I’ve been trying to find ways to speed up training of my autonomous driving networks, since the current training time is about 12 hours per epoch. One of my most recent efforts has been trying to upgrade to the newly released CUDA 9.0 RC and CuDNN 7 packages from Nvidia. While these are optimized for Nvidia’s new Volta architecture, they claim it speeds up operations on Pascal GPUs like the 1080 Tis my lab has as well.

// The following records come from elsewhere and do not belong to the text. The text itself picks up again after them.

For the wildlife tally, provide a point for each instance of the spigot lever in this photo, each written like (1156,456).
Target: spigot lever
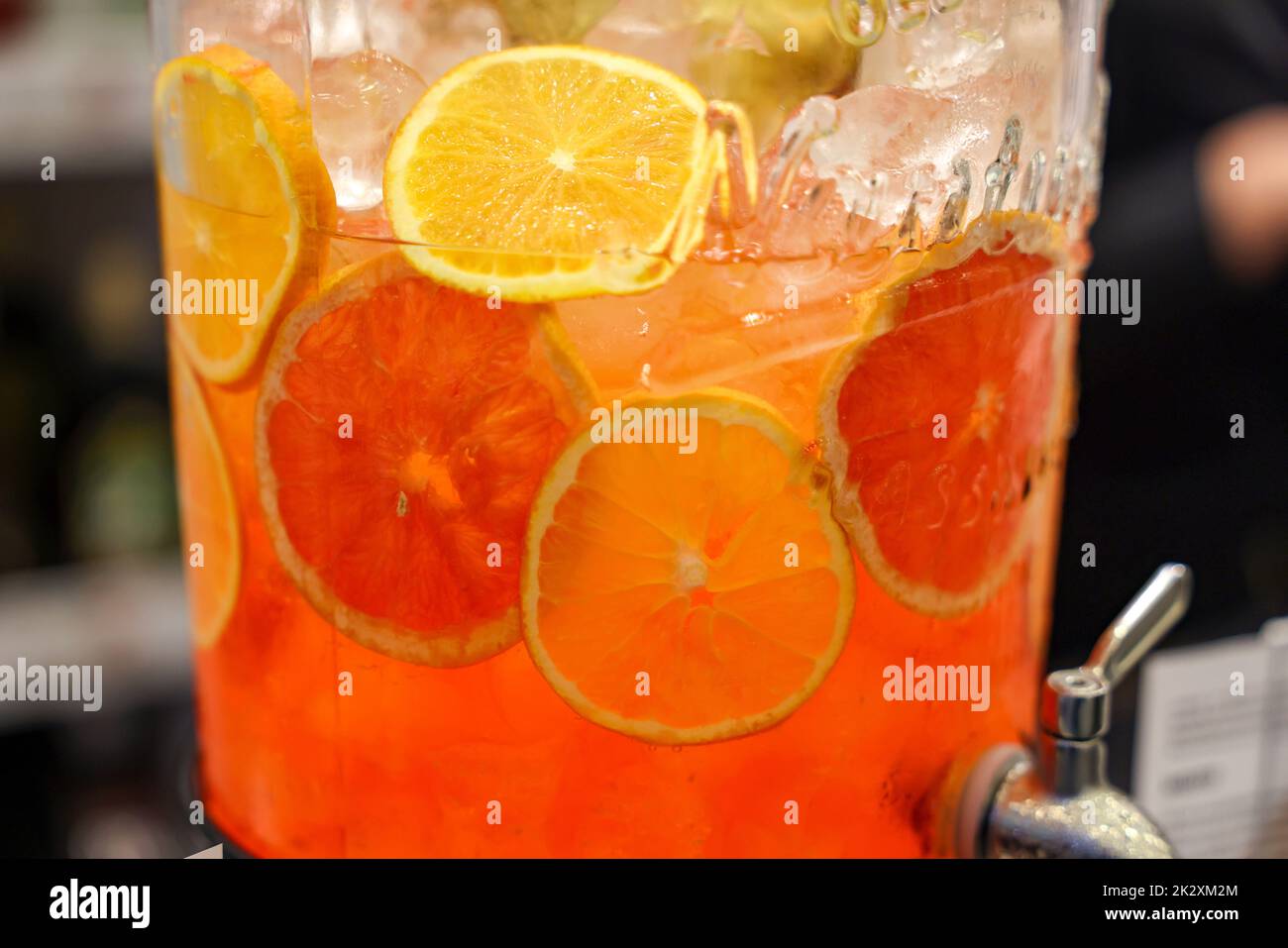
(1076,700)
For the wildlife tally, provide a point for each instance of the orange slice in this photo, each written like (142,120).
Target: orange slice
(243,197)
(938,428)
(549,172)
(207,507)
(400,433)
(715,579)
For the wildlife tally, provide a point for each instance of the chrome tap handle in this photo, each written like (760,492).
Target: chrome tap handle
(1076,700)
(1146,618)
(1018,802)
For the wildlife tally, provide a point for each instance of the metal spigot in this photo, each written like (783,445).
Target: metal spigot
(1059,802)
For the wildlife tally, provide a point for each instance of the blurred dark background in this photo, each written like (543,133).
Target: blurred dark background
(86,559)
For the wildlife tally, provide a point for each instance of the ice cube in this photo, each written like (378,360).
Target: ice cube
(661,31)
(951,46)
(432,37)
(275,33)
(359,101)
(893,146)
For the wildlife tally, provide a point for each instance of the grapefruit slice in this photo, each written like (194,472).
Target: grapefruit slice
(402,430)
(684,597)
(243,194)
(207,507)
(938,428)
(549,172)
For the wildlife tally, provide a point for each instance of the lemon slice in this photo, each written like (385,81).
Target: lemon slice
(546,172)
(244,196)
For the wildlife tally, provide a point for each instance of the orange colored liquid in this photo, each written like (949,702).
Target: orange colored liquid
(488,762)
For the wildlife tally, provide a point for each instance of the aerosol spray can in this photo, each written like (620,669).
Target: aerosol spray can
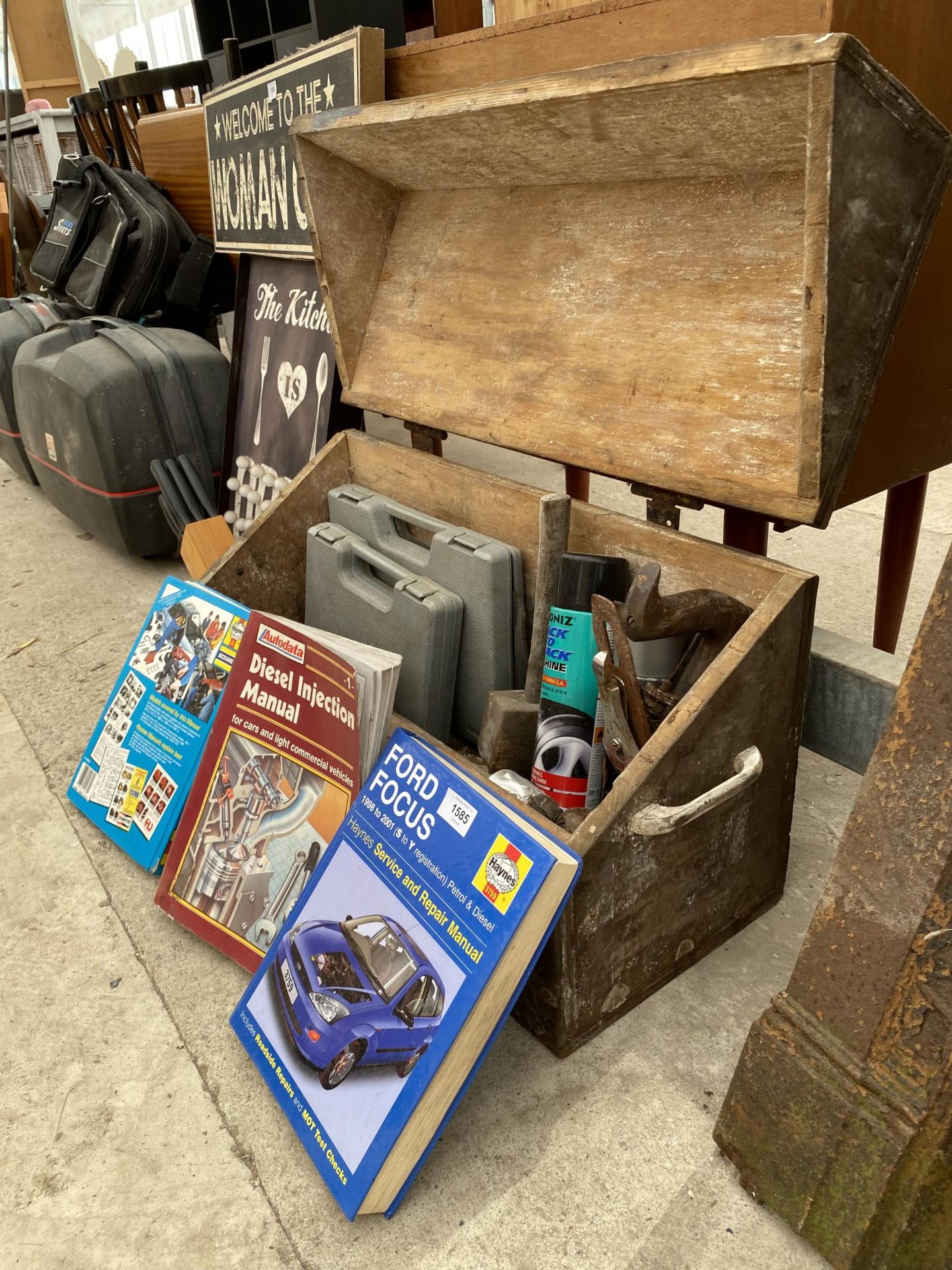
(569,759)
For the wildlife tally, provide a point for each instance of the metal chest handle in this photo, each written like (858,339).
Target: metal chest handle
(655,820)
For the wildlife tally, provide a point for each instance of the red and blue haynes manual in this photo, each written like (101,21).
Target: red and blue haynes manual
(399,966)
(138,769)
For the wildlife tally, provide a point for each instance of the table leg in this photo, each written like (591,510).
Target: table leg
(576,483)
(746,531)
(900,538)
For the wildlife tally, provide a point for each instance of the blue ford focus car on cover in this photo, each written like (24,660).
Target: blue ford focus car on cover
(357,991)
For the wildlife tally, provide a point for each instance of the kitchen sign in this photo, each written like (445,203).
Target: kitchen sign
(257,204)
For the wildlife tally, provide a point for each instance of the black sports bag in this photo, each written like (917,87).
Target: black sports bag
(113,241)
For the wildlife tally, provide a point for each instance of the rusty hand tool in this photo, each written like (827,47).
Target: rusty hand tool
(710,615)
(626,723)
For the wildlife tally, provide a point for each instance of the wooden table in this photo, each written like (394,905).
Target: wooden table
(909,429)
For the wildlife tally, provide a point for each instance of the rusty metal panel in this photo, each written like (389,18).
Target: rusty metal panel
(840,1115)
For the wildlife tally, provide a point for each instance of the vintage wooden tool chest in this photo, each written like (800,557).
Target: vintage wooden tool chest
(681,272)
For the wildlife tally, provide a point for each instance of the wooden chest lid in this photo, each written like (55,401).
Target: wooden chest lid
(680,271)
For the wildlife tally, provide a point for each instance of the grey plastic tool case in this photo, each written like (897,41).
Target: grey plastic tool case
(361,593)
(98,399)
(485,574)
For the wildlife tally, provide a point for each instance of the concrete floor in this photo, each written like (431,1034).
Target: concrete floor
(136,1132)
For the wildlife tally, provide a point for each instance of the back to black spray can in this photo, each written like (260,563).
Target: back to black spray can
(569,759)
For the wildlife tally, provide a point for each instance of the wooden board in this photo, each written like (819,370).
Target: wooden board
(909,429)
(514,11)
(588,36)
(175,154)
(42,48)
(680,271)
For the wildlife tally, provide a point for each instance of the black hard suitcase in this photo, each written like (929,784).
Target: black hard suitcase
(98,399)
(19,320)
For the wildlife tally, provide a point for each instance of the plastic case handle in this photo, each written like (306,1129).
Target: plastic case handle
(655,818)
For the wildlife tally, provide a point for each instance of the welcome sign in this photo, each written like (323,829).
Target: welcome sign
(257,205)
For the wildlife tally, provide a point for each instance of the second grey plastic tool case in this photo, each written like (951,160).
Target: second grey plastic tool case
(98,399)
(485,574)
(20,320)
(358,592)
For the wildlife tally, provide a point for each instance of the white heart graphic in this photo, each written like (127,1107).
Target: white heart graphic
(292,386)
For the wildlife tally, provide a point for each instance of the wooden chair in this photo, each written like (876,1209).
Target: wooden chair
(95,131)
(130,97)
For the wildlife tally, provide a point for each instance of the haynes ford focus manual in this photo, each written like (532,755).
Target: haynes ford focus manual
(397,967)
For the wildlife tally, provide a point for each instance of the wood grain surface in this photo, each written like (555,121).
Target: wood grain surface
(589,36)
(680,270)
(909,429)
(175,155)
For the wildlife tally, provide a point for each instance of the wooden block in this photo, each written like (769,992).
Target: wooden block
(204,544)
(508,732)
(686,269)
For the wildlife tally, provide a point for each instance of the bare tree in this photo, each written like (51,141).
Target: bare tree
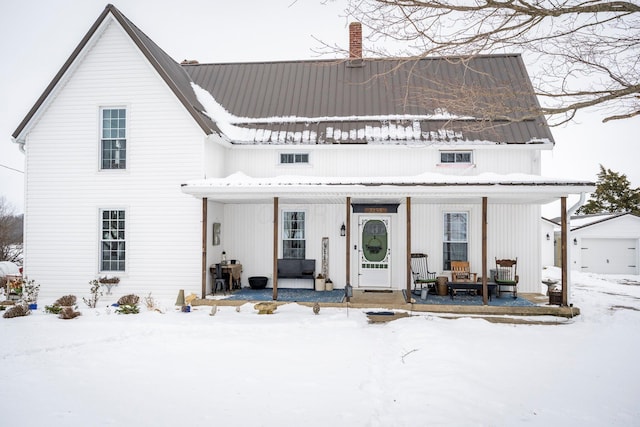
(10,233)
(581,53)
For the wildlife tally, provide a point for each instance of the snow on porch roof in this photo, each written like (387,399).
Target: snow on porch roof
(519,188)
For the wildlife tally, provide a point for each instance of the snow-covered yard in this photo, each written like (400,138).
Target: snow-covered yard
(238,368)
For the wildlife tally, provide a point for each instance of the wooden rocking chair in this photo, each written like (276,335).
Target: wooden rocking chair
(421,275)
(460,272)
(506,275)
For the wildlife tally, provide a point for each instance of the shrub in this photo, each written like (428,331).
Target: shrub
(53,309)
(68,313)
(127,309)
(130,299)
(17,310)
(66,301)
(96,293)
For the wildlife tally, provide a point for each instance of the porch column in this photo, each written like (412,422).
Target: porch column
(485,294)
(204,247)
(408,254)
(275,248)
(348,244)
(563,247)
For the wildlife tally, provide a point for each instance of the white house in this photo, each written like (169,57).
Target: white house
(131,158)
(604,243)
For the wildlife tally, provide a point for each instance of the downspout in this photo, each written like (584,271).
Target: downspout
(570,212)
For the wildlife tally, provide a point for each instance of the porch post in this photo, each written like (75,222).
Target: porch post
(563,247)
(408,254)
(275,248)
(204,247)
(348,244)
(485,294)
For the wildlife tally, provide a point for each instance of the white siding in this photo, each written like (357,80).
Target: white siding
(373,160)
(509,235)
(607,233)
(65,188)
(248,237)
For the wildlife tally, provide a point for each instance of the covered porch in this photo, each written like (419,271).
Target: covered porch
(420,200)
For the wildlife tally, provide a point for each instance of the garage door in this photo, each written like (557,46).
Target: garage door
(610,256)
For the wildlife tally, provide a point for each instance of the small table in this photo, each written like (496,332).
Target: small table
(476,286)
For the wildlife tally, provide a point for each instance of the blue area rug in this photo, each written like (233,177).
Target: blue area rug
(288,295)
(465,299)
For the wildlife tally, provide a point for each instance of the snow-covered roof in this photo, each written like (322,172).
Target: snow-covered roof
(400,101)
(432,186)
(384,101)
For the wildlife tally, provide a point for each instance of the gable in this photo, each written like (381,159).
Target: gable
(170,71)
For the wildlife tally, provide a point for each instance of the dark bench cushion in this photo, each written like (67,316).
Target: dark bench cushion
(296,268)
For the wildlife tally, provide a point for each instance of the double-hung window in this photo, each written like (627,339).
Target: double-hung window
(112,241)
(293,234)
(454,240)
(113,138)
(293,158)
(449,157)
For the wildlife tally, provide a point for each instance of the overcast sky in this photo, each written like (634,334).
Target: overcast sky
(37,36)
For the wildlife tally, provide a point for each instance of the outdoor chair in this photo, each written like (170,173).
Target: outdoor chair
(421,275)
(218,279)
(460,272)
(506,276)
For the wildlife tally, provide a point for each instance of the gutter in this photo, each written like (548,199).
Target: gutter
(20,144)
(570,212)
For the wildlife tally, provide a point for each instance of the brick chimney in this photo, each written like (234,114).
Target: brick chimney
(355,40)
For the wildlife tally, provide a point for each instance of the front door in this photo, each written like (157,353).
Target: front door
(374,267)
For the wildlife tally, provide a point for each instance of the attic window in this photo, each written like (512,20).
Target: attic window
(113,138)
(455,157)
(291,158)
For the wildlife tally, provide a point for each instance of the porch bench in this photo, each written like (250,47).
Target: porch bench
(297,269)
(474,286)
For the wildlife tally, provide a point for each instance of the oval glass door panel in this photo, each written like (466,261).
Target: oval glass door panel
(374,241)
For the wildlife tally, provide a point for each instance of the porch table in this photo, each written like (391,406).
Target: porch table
(476,286)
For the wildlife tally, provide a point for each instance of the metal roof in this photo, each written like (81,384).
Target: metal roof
(481,99)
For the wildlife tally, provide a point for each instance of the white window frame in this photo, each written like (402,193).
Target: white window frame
(117,242)
(298,157)
(300,235)
(448,238)
(120,137)
(456,155)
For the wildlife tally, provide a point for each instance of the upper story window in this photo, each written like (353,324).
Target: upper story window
(113,138)
(454,238)
(293,234)
(291,158)
(112,241)
(455,157)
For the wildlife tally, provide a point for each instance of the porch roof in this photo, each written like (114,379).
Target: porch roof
(424,188)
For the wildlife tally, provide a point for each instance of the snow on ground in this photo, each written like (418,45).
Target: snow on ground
(296,368)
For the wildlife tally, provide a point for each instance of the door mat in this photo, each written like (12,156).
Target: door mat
(465,299)
(288,295)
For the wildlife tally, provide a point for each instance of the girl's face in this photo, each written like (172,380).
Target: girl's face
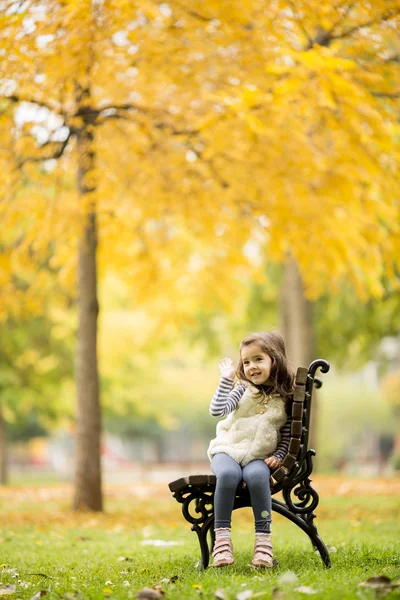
(256,364)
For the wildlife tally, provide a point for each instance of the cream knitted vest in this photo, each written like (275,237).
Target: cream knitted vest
(251,431)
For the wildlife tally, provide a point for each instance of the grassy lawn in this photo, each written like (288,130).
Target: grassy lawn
(44,546)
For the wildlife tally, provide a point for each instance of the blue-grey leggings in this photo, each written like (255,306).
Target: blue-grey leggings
(229,474)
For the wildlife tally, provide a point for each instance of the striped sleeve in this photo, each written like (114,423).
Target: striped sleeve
(226,398)
(282,447)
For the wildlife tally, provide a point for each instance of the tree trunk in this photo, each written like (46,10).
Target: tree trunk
(298,328)
(3,450)
(88,494)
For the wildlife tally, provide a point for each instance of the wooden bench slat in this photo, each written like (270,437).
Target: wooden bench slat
(297,410)
(178,484)
(289,460)
(299,393)
(296,429)
(294,446)
(301,375)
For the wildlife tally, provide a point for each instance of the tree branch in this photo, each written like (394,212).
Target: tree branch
(19,99)
(36,159)
(386,17)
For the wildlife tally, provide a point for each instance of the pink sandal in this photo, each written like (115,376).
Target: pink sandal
(263,551)
(222,551)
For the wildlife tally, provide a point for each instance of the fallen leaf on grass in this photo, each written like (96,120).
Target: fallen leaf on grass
(123,558)
(172,579)
(287,578)
(305,589)
(149,594)
(39,595)
(244,595)
(382,585)
(221,594)
(9,588)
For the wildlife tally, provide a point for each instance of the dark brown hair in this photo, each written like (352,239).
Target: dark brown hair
(281,379)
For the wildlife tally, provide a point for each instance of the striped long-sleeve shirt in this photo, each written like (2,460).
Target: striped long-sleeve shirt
(226,399)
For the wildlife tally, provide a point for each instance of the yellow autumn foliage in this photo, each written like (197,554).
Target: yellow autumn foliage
(223,134)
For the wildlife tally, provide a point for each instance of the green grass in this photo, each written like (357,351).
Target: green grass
(72,556)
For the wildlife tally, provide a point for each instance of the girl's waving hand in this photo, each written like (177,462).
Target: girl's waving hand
(227,368)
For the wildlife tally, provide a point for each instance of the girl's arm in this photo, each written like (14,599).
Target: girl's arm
(226,398)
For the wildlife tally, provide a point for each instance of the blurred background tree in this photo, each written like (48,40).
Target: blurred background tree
(182,147)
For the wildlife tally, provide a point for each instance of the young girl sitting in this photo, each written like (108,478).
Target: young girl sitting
(252,440)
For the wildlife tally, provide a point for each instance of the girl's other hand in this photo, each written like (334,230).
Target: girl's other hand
(272,462)
(227,368)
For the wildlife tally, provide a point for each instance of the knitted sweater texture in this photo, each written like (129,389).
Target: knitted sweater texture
(252,430)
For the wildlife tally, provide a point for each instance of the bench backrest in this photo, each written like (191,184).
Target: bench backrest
(300,410)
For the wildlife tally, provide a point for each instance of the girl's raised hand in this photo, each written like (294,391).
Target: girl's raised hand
(227,368)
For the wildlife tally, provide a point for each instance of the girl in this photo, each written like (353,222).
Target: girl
(252,440)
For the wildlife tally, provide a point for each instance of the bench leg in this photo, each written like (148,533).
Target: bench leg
(307,526)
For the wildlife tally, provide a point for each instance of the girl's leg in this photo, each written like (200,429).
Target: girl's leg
(229,474)
(256,474)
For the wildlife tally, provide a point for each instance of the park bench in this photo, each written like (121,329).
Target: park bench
(196,492)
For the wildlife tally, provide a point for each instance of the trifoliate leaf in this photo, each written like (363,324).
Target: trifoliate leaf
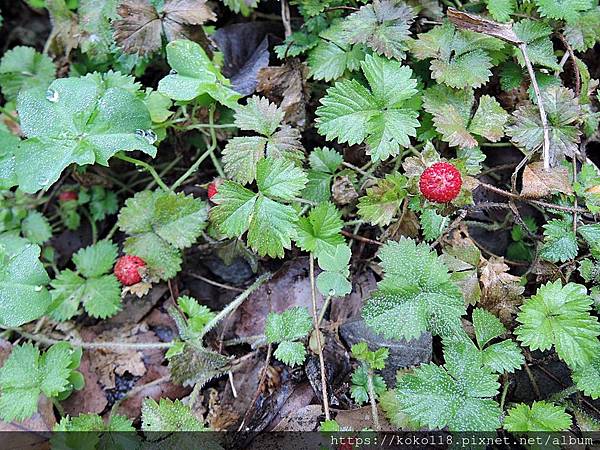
(567,10)
(359,390)
(560,242)
(562,112)
(415,295)
(459,58)
(382,26)
(587,377)
(284,329)
(333,280)
(168,416)
(381,116)
(242,153)
(332,55)
(458,395)
(270,224)
(23,68)
(541,416)
(76,121)
(22,284)
(194,75)
(559,316)
(96,259)
(26,375)
(453,119)
(383,201)
(536,36)
(320,229)
(35,228)
(160,225)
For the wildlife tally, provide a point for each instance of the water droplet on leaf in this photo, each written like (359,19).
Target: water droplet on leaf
(52,95)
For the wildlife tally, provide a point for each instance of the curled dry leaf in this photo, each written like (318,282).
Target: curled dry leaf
(141,26)
(501,292)
(538,182)
(286,85)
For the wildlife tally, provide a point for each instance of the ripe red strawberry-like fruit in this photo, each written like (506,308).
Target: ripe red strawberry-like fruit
(440,182)
(66,196)
(127,269)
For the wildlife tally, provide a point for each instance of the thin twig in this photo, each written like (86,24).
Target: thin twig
(318,337)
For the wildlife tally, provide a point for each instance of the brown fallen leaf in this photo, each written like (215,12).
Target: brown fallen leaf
(538,182)
(501,292)
(286,85)
(141,26)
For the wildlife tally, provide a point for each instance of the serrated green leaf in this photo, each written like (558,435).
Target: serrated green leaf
(75,121)
(380,117)
(541,416)
(559,316)
(195,75)
(415,295)
(23,68)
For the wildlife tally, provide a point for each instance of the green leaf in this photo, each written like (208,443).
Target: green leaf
(96,259)
(242,153)
(160,225)
(26,375)
(195,75)
(567,10)
(536,36)
(320,229)
(415,295)
(458,395)
(270,224)
(587,377)
(452,117)
(559,316)
(23,68)
(35,228)
(541,416)
(382,26)
(459,58)
(560,242)
(76,121)
(22,281)
(383,200)
(333,280)
(168,416)
(381,117)
(562,110)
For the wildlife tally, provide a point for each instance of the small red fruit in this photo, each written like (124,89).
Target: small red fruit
(440,182)
(66,196)
(212,190)
(127,269)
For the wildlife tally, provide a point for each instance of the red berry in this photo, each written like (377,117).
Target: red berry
(127,269)
(212,190)
(66,196)
(440,182)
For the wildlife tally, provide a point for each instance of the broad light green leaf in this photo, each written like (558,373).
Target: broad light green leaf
(76,121)
(415,295)
(194,75)
(22,284)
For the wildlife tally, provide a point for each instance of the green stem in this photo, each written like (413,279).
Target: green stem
(146,166)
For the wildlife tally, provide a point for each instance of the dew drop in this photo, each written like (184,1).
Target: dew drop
(52,95)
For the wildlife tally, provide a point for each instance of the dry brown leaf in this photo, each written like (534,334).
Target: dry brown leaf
(286,85)
(141,26)
(538,182)
(501,292)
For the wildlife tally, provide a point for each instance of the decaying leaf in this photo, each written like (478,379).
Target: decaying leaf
(141,26)
(286,85)
(538,182)
(501,292)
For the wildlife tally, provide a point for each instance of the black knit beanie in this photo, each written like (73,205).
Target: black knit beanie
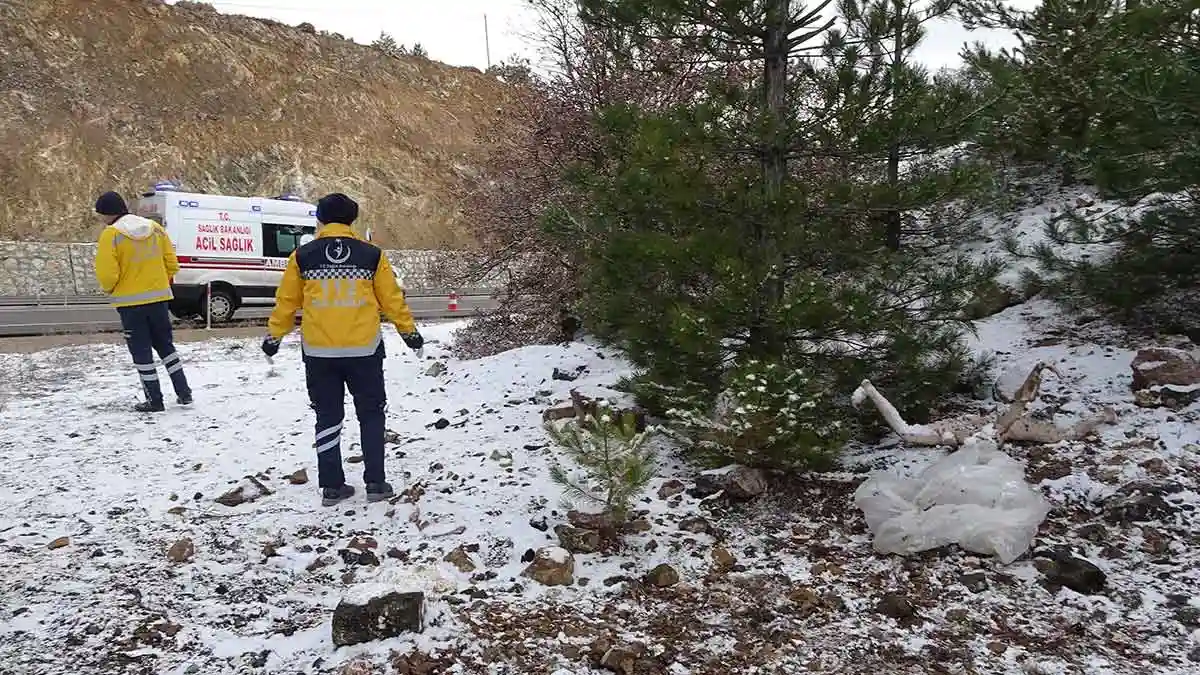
(111,204)
(336,208)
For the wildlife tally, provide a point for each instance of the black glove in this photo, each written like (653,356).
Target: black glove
(271,346)
(413,340)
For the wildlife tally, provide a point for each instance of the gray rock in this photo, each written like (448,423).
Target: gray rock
(738,483)
(576,539)
(378,619)
(1062,568)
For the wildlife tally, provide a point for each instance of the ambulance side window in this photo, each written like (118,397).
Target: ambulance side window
(279,240)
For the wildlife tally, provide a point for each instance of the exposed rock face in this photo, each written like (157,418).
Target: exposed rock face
(181,89)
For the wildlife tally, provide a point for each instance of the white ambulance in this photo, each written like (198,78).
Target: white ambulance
(238,246)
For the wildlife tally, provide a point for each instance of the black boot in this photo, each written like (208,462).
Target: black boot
(149,406)
(331,496)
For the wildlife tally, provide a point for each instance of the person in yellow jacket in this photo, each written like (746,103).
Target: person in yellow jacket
(342,284)
(135,266)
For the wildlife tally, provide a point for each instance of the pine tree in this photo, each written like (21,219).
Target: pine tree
(1062,45)
(735,245)
(609,448)
(387,43)
(900,118)
(1143,136)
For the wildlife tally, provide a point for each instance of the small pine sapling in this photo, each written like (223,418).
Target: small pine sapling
(609,448)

To get CUDA 9 and CuDNN 7 working with PyTorch, the deep learning framework all of my group’s research code is written in, I had to clone Pull Request #2263 from the PyTorch GitHub, which is written by an Nvidia engineer to add CUDA 9 and CuDNN 7 support to PyTorch. However, it turned out there were some other issues with this. To get everything to work, here are the steps I had to follow:

  1. Download and install CUDA 9
  2. Download and install CuDNN 7
  3. Download and install NCCL
  4. Download and install Anaconda for Python 3.6
  5. Run the following workaround for NCCL:
   mkdir ~/nccl
   mkdir ~/nccl/include
   mkdir ~/nccl/lib
   ln -s /usr/include/nccl.h ~/nccl/include/
   ln -s /usr/lib/libnccl.so ~/nccl/lib/
   export CMAKE_PREFIX_PATH="~/nccl":$CMAKE_PREFIX_PATH
   export LIBRARY_PATH="~/nccl/lib/":$LIBRARY_PATH
   
  1. Clone the CUDA 9 branch for PyTorch:
   git clone https://github.com/csarofeen/pytorch
   cd pytorch
   git checkout cuda9
   
  1. Compile PyTorch
   export CMAKE_PREFIX_PATH="$(dirname $(which conda))/../"
   conda install numpy pyyaml mkl setuptools cmake gcc cffi
   conda install -c soumith magma-cuda80
   python setup.py install
   

Once I finally got it working, I ran a speed test by running the PyTorch MNIST example on an AWS p2.xlarge instance with an Nvidia Tesla K80 using all of the default settings in the example code. Unfortunately, the speed test didn’t show CUDA 9 speeding up training in this case. On an instance with CUDA 8 and CuDNN 6, the MNIST example took 88 seconds to train 10 epochs. On an instance where I did the above steps to get CUDA 9 and CuDNN 7 working, it took 89 seconds. More experimentation is required to see if extra performance can be squeezed out of CUDA 9 and CuDNN 7.